An offshoot of the Clinical Bioinformatics Summit held last year in Boston, the CLARITY Challenge is a contest initiated by Children’s Hospital Boston. The Challenge is designed to help advance standards for genomic analysis and interpretation in order to accelerate the use of genomic information to guide patient care.

The Challenge is led by a multidisciplinary team of world-class clinical researchers and bioinformatics specialists from Children’s Hospital Boston and Harvard Medical School.

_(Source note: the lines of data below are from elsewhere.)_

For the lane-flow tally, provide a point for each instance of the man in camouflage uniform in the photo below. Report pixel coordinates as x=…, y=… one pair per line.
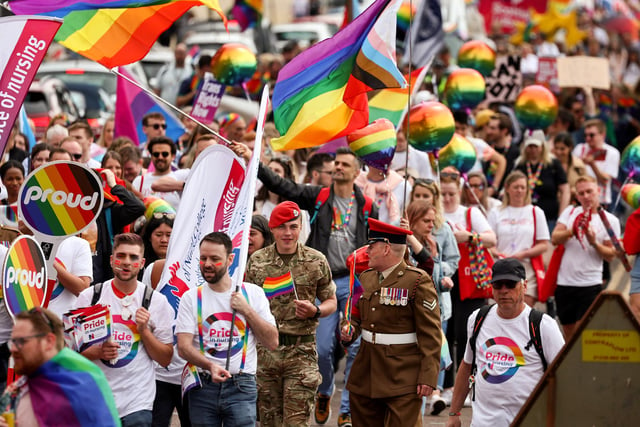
x=293, y=276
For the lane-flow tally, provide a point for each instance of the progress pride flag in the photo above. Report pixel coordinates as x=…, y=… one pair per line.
x=26, y=40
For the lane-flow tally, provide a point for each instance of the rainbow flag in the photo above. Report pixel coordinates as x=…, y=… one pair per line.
x=392, y=103
x=71, y=390
x=321, y=94
x=247, y=12
x=355, y=291
x=132, y=104
x=111, y=32
x=277, y=286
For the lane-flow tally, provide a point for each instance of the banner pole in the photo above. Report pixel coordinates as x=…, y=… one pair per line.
x=170, y=105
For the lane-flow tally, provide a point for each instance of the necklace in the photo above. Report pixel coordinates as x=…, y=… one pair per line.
x=340, y=222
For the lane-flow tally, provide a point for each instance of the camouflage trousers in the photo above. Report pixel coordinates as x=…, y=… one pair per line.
x=288, y=378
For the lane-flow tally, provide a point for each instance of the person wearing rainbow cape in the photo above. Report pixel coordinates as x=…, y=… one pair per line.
x=58, y=386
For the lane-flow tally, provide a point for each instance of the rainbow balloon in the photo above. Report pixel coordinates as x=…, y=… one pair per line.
x=478, y=55
x=631, y=195
x=459, y=153
x=630, y=158
x=405, y=14
x=25, y=281
x=430, y=126
x=375, y=144
x=60, y=199
x=464, y=89
x=233, y=64
x=156, y=205
x=536, y=107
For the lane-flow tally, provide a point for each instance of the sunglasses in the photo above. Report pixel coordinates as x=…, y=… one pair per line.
x=504, y=284
x=160, y=215
x=378, y=239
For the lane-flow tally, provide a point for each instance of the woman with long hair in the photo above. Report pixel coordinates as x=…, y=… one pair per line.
x=476, y=193
x=546, y=179
x=471, y=230
x=521, y=229
x=433, y=240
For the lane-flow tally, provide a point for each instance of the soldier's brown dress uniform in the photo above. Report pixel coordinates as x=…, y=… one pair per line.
x=288, y=376
x=399, y=320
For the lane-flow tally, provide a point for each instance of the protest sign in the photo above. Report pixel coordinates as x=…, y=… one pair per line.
x=584, y=71
x=207, y=99
x=24, y=276
x=505, y=82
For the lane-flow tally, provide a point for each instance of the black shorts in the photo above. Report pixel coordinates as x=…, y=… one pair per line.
x=573, y=301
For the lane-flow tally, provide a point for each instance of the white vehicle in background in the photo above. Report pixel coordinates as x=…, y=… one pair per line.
x=305, y=33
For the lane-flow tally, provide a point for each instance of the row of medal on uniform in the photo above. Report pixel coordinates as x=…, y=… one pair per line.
x=394, y=296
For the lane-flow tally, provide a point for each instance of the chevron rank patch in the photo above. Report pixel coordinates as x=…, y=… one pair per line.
x=429, y=305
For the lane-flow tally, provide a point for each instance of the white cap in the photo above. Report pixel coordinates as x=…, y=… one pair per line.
x=534, y=137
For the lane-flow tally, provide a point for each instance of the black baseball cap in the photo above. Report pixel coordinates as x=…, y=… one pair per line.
x=508, y=269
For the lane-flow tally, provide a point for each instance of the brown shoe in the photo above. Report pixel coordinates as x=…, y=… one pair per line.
x=323, y=408
x=344, y=420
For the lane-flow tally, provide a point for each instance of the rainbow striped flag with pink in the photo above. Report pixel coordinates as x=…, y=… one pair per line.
x=277, y=286
x=111, y=32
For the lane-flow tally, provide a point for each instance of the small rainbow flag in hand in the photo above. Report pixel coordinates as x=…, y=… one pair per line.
x=277, y=286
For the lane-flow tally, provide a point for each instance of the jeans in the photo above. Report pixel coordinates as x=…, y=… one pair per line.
x=168, y=397
x=137, y=419
x=232, y=403
x=326, y=340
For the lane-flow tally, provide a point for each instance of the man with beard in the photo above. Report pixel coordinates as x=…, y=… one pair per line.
x=292, y=276
x=52, y=373
x=228, y=393
x=140, y=336
x=163, y=152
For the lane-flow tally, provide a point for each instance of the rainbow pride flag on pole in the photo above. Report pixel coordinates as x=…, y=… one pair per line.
x=277, y=286
x=355, y=291
x=321, y=94
x=111, y=32
x=247, y=12
x=392, y=103
x=71, y=390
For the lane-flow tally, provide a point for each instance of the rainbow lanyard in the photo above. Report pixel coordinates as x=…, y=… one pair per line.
x=245, y=339
x=347, y=217
x=533, y=178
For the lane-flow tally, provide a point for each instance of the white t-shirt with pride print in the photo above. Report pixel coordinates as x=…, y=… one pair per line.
x=216, y=319
x=132, y=377
x=507, y=372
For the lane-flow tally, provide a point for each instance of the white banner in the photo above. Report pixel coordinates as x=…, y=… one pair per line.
x=218, y=196
x=25, y=40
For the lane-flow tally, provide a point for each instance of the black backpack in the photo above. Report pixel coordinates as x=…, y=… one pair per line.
x=535, y=339
x=146, y=300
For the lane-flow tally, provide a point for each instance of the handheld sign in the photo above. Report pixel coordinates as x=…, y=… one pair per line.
x=57, y=200
x=24, y=276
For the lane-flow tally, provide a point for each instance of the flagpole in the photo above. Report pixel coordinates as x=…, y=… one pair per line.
x=170, y=105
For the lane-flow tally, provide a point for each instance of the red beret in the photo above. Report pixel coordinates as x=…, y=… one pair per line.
x=284, y=212
x=379, y=230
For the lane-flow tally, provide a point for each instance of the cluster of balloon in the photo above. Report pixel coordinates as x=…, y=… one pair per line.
x=630, y=158
x=459, y=153
x=631, y=194
x=375, y=144
x=536, y=107
x=233, y=64
x=477, y=55
x=464, y=89
x=430, y=126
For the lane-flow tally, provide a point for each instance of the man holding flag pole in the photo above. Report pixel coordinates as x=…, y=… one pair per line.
x=292, y=276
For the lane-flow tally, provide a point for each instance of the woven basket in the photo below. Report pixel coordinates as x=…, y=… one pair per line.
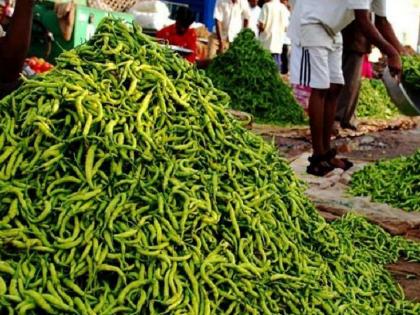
x=112, y=5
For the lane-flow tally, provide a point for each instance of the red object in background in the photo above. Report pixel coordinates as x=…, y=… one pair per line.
x=367, y=69
x=188, y=40
x=38, y=65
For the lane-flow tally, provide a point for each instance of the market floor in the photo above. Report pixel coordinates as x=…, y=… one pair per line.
x=370, y=147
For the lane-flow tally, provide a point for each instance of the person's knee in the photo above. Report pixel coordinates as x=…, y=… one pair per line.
x=319, y=93
x=335, y=90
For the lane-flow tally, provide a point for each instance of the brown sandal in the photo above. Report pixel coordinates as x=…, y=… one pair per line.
x=319, y=166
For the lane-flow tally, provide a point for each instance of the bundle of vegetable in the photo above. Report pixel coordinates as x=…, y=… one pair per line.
x=395, y=182
x=373, y=243
x=126, y=189
x=374, y=101
x=411, y=75
x=248, y=73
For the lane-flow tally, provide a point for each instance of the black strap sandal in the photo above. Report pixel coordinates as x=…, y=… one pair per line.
x=319, y=166
x=331, y=154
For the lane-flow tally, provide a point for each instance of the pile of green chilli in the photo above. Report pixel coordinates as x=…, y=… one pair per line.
x=125, y=188
x=374, y=101
x=411, y=75
x=372, y=243
x=248, y=73
x=395, y=182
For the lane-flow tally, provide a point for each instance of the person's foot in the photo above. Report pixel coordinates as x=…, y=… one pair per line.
x=336, y=129
x=342, y=163
x=319, y=166
x=349, y=125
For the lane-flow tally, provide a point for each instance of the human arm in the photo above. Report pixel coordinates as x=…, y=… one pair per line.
x=219, y=35
x=14, y=47
x=362, y=18
x=191, y=43
x=387, y=31
x=218, y=19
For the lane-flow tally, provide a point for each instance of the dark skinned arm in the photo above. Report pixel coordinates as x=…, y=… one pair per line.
x=387, y=31
x=375, y=37
x=14, y=47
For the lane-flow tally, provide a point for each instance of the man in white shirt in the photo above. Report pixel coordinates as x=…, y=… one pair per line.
x=317, y=62
x=14, y=45
x=272, y=24
x=254, y=15
x=231, y=16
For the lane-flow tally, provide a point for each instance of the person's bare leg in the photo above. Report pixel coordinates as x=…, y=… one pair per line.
x=316, y=112
x=331, y=100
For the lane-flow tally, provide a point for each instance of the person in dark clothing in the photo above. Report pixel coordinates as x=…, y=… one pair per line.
x=355, y=47
x=14, y=46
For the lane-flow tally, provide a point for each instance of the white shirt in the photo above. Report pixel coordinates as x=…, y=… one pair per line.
x=253, y=19
x=319, y=22
x=2, y=32
x=231, y=16
x=274, y=17
x=286, y=38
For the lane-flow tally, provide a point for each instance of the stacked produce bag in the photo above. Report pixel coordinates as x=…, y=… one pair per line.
x=125, y=188
x=248, y=73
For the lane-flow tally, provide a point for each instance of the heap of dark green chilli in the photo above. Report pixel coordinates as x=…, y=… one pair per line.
x=411, y=75
x=395, y=182
x=374, y=101
x=125, y=188
x=248, y=73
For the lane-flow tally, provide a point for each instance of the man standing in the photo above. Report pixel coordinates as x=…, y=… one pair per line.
x=181, y=34
x=286, y=46
x=254, y=15
x=316, y=32
x=14, y=46
x=272, y=24
x=230, y=17
x=355, y=46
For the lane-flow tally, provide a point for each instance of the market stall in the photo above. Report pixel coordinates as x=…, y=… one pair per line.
x=128, y=185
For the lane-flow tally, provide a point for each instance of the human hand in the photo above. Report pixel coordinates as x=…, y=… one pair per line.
x=395, y=66
x=221, y=47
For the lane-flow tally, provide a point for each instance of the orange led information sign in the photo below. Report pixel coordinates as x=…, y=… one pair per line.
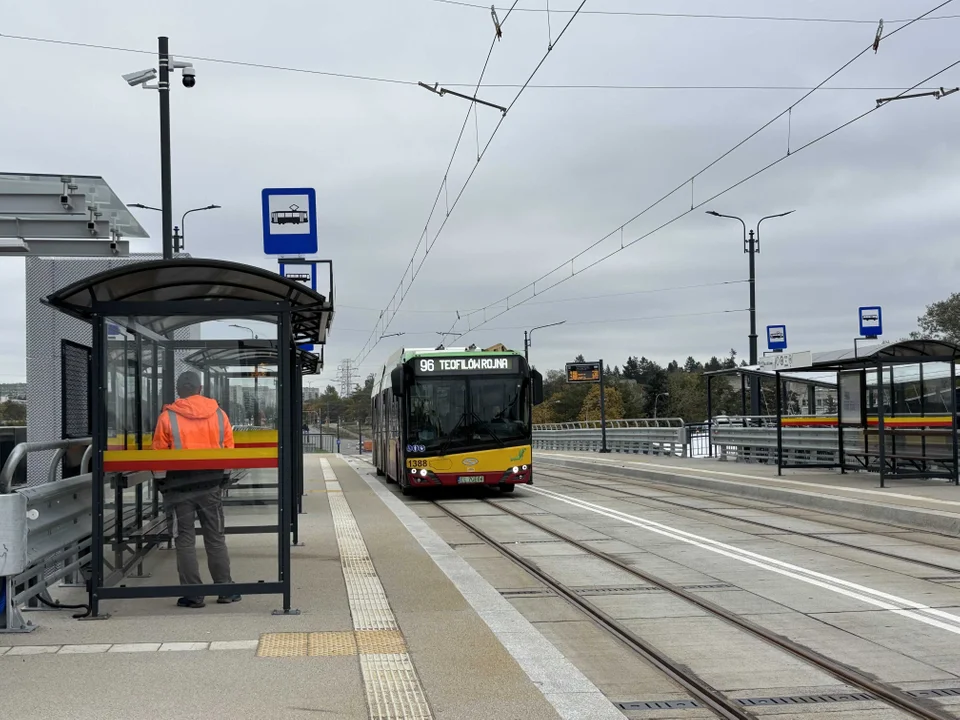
x=583, y=372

Through the competition, academic and commercial researchers from around the world will compete to discover the unknown genetic basis of the disorders faced by three pediatric patients by using whole genome (and/or exome) sequencing and delivering information that is understandable to physicians and, ultimately, useful for guiding patient care.

The Manton Center for Orphan Disease Research at Children’s Hospital Boston has identified three families with clinical manifestations and pedigrees that suggest a genetic basis for their disorders. The genomes of all three families (children and parents) will be sequenced (whole genome and/or exome) and provide the starting point of the Challenge, where participants – working either independently or on teams – will be tasked with working toward an analysis, interpretation, and report suitable for use in a clinical situation.

The Institutional Review Board (IRB) at Children’s Hospital Boston has approved a protocol for the Challenge through which competitors will be able to access the de-identified materials of the three families.